Takeaway: “Money is a satisfier.” Money, as I stated before, plays a role in our jobs, but it’s not enough to make us completely fulfilled. How, then, can you measure your success and satisfaction in your vocation? Being known, having reason and purpose in your work, and being able to measure appropriate results, are all driving factors for job satisfaction.


I recently read an article from Gallup Business Journal about job disengagement. The argument was that disengagement in one’s job is worse than having no job. They did a study on Germans, who still uphold their impeccable and historical work ethic, and found that though 7 out of 10 Germans would still work even if they didn’t have to, most Germans would rather be without a job than work for a horrible manager. Click HERE to read the full article. They would rather turn away from their inherent culture of working hard–no matter what–and be happily jobless than hopeless in employment. I don’t know about you, but that speaks VOLUMES to me.

Another article I read from The Gallup Blog about “10 Ways to Improve the Customer Experience” lists items that are centered around employees first. Click HERE to read. 10 out of 10 (!) suggestions for improving the customer experience are ALL focused on the employees BEFORE looking outward to clientele and the general masses. That says something. Gallup gets it, just like Patrick Lencioni does: If you have happily engaged employees who know what they’re doing and feel good about it, your business is going to thrive, your customers will be happy and likely to recommend you, and you’ll become a better leader. Not a micro-manager, not a dictator, and not some idiot boss.

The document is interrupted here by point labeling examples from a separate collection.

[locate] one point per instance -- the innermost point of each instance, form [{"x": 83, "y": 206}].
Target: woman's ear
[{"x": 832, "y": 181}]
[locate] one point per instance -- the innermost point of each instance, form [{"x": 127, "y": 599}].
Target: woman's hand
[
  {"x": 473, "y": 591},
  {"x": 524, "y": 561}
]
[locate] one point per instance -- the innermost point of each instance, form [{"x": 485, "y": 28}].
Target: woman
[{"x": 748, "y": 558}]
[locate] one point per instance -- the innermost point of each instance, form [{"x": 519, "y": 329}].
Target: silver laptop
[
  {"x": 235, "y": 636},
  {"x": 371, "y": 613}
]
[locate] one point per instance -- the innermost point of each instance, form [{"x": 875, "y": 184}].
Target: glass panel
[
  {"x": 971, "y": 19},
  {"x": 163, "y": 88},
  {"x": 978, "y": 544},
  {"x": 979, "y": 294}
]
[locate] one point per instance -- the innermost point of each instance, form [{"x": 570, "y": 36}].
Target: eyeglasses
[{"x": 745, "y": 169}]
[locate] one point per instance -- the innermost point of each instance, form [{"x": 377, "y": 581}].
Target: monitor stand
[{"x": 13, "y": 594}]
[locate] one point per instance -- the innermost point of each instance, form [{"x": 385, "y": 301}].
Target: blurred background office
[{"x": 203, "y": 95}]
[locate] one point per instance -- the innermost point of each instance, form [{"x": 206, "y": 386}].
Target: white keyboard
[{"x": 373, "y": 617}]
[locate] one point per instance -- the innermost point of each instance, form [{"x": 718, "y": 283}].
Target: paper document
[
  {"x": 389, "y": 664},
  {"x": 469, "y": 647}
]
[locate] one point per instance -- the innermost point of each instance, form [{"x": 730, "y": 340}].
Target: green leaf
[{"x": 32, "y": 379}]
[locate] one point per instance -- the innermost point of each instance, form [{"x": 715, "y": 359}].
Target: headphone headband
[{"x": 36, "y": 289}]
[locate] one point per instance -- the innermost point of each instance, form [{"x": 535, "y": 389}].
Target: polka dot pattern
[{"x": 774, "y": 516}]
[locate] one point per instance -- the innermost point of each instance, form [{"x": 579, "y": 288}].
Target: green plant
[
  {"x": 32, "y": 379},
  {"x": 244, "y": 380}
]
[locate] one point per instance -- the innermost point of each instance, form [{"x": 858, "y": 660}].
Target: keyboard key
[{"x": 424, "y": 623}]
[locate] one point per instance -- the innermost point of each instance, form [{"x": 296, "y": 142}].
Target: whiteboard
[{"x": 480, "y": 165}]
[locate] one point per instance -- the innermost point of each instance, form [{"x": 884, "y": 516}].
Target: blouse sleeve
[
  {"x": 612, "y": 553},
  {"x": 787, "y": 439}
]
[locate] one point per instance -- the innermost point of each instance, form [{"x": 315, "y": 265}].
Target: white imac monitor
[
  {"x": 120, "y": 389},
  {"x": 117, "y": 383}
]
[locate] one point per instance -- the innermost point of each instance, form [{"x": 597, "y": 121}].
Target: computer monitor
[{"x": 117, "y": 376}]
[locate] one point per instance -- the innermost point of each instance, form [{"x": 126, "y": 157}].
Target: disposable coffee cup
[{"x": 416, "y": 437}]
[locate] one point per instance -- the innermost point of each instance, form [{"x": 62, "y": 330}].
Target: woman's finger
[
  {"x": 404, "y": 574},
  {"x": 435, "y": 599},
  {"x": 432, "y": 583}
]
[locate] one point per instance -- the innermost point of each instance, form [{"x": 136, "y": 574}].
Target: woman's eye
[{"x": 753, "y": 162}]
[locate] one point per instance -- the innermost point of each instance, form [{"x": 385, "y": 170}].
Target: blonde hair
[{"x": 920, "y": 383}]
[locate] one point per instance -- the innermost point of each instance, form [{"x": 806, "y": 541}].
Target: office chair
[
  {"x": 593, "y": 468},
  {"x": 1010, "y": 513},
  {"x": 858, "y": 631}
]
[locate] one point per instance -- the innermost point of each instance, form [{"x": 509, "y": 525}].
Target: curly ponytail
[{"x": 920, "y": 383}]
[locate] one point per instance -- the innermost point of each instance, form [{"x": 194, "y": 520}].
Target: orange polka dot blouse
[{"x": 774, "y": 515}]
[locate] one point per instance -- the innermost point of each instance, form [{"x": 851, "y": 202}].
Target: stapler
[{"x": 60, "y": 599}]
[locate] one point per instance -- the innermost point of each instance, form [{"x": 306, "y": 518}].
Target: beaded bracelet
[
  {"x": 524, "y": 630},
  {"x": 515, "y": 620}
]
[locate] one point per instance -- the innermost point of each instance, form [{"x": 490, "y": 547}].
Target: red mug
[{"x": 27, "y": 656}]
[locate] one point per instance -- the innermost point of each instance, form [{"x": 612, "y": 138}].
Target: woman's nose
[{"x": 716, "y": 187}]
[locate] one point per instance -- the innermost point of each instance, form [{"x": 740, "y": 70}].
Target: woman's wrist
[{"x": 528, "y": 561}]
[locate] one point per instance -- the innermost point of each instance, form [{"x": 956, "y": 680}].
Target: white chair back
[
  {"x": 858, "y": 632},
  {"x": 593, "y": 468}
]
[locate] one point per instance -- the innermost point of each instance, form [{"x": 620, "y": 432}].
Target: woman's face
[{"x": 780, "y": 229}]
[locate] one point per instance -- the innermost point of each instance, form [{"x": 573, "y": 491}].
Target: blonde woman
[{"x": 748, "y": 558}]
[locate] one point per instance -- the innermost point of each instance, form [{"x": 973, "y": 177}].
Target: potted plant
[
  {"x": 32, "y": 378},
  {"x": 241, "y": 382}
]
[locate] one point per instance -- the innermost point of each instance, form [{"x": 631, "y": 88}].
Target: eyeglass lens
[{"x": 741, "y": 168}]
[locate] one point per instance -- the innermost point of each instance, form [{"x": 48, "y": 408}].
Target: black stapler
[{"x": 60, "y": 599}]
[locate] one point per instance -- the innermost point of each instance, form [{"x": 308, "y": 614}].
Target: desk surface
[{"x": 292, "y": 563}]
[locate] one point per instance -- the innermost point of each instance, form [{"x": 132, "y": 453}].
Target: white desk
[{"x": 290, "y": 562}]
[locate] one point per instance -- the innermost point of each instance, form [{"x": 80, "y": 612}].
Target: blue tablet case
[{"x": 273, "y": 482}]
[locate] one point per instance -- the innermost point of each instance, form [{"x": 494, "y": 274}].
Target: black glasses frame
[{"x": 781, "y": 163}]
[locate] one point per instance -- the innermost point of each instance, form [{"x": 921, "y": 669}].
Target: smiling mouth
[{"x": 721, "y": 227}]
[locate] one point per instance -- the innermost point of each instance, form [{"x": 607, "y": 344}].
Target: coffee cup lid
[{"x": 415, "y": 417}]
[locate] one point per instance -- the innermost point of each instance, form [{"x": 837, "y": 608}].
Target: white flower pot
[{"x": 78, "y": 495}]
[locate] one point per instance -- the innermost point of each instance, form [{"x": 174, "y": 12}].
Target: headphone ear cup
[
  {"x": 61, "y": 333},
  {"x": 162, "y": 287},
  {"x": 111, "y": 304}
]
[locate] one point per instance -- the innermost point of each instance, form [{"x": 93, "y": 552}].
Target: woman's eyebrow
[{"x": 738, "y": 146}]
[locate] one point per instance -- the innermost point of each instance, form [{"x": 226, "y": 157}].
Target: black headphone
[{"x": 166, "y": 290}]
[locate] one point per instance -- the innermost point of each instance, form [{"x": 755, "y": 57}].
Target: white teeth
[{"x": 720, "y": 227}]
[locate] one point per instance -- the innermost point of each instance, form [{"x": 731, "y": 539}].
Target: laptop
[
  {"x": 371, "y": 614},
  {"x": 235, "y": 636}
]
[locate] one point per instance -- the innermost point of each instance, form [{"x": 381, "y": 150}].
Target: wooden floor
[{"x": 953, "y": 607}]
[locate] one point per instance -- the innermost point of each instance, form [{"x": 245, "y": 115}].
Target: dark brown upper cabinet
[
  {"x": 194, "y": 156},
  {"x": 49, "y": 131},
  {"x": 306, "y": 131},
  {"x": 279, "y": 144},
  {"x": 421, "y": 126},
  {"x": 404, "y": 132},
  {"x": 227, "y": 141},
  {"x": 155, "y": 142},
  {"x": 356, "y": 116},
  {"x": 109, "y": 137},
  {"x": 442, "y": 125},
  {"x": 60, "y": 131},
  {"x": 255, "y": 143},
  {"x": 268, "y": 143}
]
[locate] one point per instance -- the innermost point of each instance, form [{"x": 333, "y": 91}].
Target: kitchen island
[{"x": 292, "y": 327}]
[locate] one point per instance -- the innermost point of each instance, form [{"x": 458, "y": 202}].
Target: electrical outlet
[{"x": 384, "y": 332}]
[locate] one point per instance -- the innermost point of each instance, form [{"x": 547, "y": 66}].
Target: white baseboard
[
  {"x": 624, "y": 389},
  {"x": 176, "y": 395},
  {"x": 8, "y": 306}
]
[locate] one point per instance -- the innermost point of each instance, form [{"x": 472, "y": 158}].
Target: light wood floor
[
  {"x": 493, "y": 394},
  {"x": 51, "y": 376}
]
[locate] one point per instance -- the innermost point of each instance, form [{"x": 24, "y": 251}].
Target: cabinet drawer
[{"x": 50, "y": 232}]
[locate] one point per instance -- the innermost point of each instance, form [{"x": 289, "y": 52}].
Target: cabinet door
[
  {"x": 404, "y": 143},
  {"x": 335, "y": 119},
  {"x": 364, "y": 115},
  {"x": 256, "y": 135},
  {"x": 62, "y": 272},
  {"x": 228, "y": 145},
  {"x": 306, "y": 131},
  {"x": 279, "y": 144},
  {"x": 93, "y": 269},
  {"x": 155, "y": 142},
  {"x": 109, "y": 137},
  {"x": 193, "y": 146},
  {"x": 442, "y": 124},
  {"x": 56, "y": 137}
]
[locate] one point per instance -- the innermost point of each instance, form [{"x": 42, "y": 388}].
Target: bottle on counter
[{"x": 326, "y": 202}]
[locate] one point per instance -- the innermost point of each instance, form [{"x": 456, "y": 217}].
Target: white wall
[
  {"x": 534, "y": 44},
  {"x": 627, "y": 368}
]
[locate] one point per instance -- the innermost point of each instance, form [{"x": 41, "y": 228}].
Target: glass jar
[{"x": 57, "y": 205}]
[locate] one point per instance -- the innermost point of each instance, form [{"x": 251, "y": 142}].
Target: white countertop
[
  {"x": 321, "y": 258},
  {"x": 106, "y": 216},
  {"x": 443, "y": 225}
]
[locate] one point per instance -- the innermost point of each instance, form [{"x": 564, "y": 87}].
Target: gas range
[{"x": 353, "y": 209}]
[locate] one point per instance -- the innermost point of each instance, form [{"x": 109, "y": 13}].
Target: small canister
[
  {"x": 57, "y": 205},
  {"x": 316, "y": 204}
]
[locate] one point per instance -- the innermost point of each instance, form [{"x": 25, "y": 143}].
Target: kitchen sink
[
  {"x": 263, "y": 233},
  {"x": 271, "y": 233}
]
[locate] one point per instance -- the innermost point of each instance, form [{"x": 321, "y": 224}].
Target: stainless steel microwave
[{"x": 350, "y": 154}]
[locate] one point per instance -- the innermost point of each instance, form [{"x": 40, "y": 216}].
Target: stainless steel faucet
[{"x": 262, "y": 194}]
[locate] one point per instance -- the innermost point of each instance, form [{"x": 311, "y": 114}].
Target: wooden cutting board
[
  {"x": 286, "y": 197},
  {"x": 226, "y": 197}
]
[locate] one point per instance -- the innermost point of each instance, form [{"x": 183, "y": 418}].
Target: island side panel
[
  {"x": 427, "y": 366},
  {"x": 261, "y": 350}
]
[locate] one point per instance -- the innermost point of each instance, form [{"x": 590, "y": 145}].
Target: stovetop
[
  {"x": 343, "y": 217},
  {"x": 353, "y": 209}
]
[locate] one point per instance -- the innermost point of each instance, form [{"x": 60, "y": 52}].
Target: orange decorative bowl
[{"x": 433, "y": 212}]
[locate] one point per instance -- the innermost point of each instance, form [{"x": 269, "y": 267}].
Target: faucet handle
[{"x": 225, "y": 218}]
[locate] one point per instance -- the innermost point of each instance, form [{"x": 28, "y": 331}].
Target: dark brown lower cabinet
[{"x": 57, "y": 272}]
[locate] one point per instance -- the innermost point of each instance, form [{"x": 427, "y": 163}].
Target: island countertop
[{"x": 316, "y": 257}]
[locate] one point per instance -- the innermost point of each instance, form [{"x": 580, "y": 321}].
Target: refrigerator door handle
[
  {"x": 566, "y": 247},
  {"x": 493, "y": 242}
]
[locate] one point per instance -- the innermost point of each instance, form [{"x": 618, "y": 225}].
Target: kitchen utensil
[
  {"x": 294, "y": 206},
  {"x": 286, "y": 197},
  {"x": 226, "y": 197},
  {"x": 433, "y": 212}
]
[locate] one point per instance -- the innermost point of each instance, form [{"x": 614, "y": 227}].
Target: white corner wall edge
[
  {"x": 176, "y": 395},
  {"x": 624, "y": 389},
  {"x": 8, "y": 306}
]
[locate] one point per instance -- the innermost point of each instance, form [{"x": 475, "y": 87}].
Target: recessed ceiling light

So here’s my challenge to both sides of the coin: Leaders, are you helping your employees and/or subordinates engage in their work–in the organization? And employees, are you happy with where you’re at–do you enjoy going in to work every day? Do you know what you’re doing, what’s expected of you? Do you feel valued?

As leaders, it’s our job to not waste time by having unhappy, unproductive employees. And we need to take responsibility for job engagement trickling downward into our organization. Employees learn from us–from our example. Are we engaged in the work? Are we happy? Are we able to measure success and help our people do the same?

As employees, it’s our job to help further the vision and growth of our company. And if we just can’t picture ourselves doing that, or we dread the work, our boss, our peers…why stay? Why live with a miserable job, day in and day out? Is there something that you feel compelled to do, to lead, to begin, to change?

Let me put it this way: What if you woke up tomorrow and found out you only had 30 days left to live? Would you change the life you’re now living–would you continue to go in to work–or would you do something else?


That very question is something I’ve been asking myself lately–not just about my job, but about everything in general. What would I change if I knew my final days were upon me? I know it can be overwhelming, but like the title of this post states: Life is too short to hate [insert applicable phrase here].

So as we seek to become better leaders, workers, spouses, friends, parents, sisters, brothers, etc., may we be bold enough to have the courage to leap into something greater, if that’s where we are being pushed.